Path to dataset files: /kaggle/input/sign-language-mnist


We have two datasets, a training set and a testing set. For example, when you study for a test, you have practice problems where you train your skills, and you have the real exam problems that you test your skills on.

In [None]:
# Reads the csv data from the downloaded files and converts them into a Pandas DataFrame
# This will allow us to train our neural network on the data
train_df = pd.read_csv(path + "/" + "sign_mnist_train.csv")
test_df = pd.read_csv(path + "/" + "sign_mnist_test.csv")

The 'label' column contains the actual sign language letter each image represents -- this is what we want the model to eventually predict. So, we need to remove these columns from both the testing and training dataframes because we don't want the model to just know the answers during training. We want it to learn the patterns from the image data, and then be tested on its ability to predict the labels.

In [None]:
# Separate the labels (or what we want to predict) from the dataset
# This lets us make sure we're not overfitting (we don't want the model to see what we want it to predict)
y_train = train_df['label']
y_test = test_df['label']
del train_df['label']
del test_df['label']

1. We create a LabelBinarizer object. It converts categorical labels into a binary format.

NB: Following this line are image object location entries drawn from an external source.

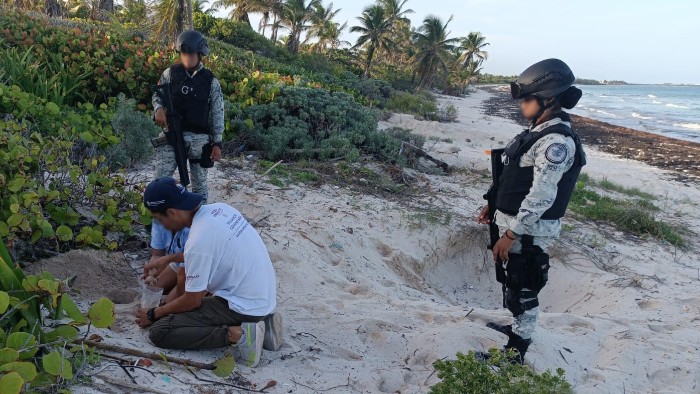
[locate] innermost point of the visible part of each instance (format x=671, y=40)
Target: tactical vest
x=515, y=181
x=191, y=97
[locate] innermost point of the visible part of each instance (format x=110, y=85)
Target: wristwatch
x=151, y=315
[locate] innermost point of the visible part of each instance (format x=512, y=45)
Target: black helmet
x=544, y=80
x=191, y=41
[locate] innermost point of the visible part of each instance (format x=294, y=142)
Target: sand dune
x=372, y=295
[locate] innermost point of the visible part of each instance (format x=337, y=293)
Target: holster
x=204, y=160
x=528, y=269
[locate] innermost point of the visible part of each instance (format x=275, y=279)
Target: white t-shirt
x=163, y=239
x=226, y=256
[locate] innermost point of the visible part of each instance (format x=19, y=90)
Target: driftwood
x=152, y=356
x=421, y=153
x=131, y=386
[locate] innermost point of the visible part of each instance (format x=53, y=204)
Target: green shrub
x=38, y=357
x=320, y=124
x=467, y=374
x=135, y=130
x=635, y=215
x=44, y=76
x=447, y=113
x=54, y=183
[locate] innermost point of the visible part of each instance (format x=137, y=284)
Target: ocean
x=673, y=111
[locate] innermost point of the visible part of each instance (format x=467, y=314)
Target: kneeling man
x=230, y=285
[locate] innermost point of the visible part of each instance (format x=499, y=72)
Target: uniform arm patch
x=556, y=153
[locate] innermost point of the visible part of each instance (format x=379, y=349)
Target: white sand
x=372, y=295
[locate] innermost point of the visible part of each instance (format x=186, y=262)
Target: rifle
x=490, y=197
x=174, y=135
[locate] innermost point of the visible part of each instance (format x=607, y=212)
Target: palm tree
x=434, y=49
x=198, y=6
x=269, y=9
x=324, y=28
x=295, y=16
x=240, y=11
x=375, y=31
x=168, y=16
x=329, y=38
x=394, y=10
x=133, y=11
x=471, y=47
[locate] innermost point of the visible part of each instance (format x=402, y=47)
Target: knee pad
x=515, y=303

We then apply the binarization to the y_train and y_test labels (the same ones we removed earlier).

2. **Feature Scaling**
We extract the feature data (the pixel values of the images) from the dataframes and store them in x_train and x_test. We then divide each by 255, which normalizes the pixel values to a range between 0 and 1, which helps the model perform better.

3. **Reshaping**
x_train = x_train.reshape(-1,28,28,1)
x_test = x_test.reshape(-1,28,28,1)
We reshape the feature data to match the accepted input for a CNN. -1 indicates that the size of the first dimension should be inferred based on the number of samples. 28, 28 is the dimension of teh image, and 1 specifies that its a grayscale image.

In [None]:
# Modifies the data values:
#   Converts the labels to binary to make it easier for the model to train
#   Converts the features to 28 x 28 pixels
#   Each RGB value is represented on a scale of 0 to 1
label_binarizer = LabelBinarizer()
y_train = label_binarizer.fit_transform(y_train)
y_test = label_binarizer.fit_transform(y_test)

x_train = train_df.values
x_test = test_df.values

x_train = x_train / 255
x_test = x_test / 255

x_train = x_train.reshape(-1,28,28,1)
x_test = x_test.reshape(-1,28,28,1)

Next, we use an ImageDataGenerator from Keras to augment the data. Specifically, we artificially increase the size of the training dataset by modifying existing versions of the images.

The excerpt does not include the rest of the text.